These veterans are special to us
Each year around Veterans Day we produce a magazine we call “Our Heroes.”
It is one of our favorite things to do each year, and we spend a lot of time on it. We start back in September, and then devote a lot of time in the month of October to get it done. It includes the whole staff with selling advertisements, graphic design, proofreading, printing and distribution, and, of course, writing the stories.
Every year it takes time to find these heroes we will write about, do the research on them, and then try to create a story which will honor their service to our country. And, every year, we get deeply involved with those we write about.
Sometimes we can actually interview the person who is a veteran of one of the Armed Forces, but quite often the hero we are writing about is dead, sometimes killed in war, sometimes having died years after their having been in the military.
I know I have developed a strong attachment to all the veterans I have had the honor and privilege to write about over the past 15 years. I know the reporters here at the Register have felt the same kind of connection. I can tell it when they come into my office and excitedly tell me about some things they have found out about the person they are going to write about.
This year was no different, with Fiona writing about two very different women who served, one alive and one recently deceased, and Kevin writing about two men, both of whom are deceased.
Both of the two men I wrote about were deceased, and were from different centuries and served in very different wars.
It was hard to find out information on a man who died more than 110 years ago.

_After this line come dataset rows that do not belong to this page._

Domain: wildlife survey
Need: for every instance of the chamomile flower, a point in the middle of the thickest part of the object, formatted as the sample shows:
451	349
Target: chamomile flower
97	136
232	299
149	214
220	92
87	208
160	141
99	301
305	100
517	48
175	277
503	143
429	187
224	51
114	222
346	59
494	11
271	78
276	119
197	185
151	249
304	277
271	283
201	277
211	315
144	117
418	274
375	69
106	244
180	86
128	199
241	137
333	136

But luckily two people, A.B. Russ and Bonnie Schuster, had done quite a bit of research on Patrick Downs, and I thank them for sharing it with me. I found some more information on him and the unit he served in during the Civil War, and tried to weave a story about this man who lived in a totally different era.
It is such a sad thing that he and his wife, Catherine, are buried in unmarked graves in Wells. And in another few years, there will be no one around who knows about this tragic situation and so it is likely their final resting places will remain unidentified forever.
I also have to thank Duane Bromeland, who had done a bit of research on his father’s service in World War II. As in so many cases, Don Bromeland had not shared much of his time in the war with his family, and Duane found out this information after his father was gone.
While I feel close to all the people I have written about, I have to admit I felt a special affinity to Don Bromeland and his son Duane. That is because my father also served in the Navy, and specifically, in the U.S.N. Submarine Service.
The difference is that while Don Bromeland served for a few years in World War II, and then came home, married and started a family, my father served just after World War II, and remained in the Submarine Service for 21 years. He ‘graduated’ from the Navy almost the very same day I graduated from high school.
My father had to go on six month long sea duties aboard a submarine while I was growing up. He never talked much about where he had been, or what they had done. I suspect it was in the South Pacific, along the Korean coastline. That was the war that was going on while he was in the Navy, although it was actually called a conflict, not a war.
When my brothers and I wanted to know what life aboard a sub was like, he told us to watch a movie called ‘Run Silent, Run Deep.’ We did. It did not look like fun. Trapped underwater in a cramped tube with dozens of depth charges exploding right outside the hull.
I wonder if Duane Bromeland and his siblings have seen that movie. From what I remember about the film, it seems like it was just what Don Bromeland survived aboard the Trigger.
This year’s magazine is a little different, as not one of the six subjects for our stories was killed in combat. And yet, each and every one of them we consider to be a hero because of their service to our country.
Once again, I hope that you find reading these stories as interesting to read as we did in creating them.
And, we salute all of our veterans, no matter what they did during their service to our country. We all need to say “Thanks for your service.”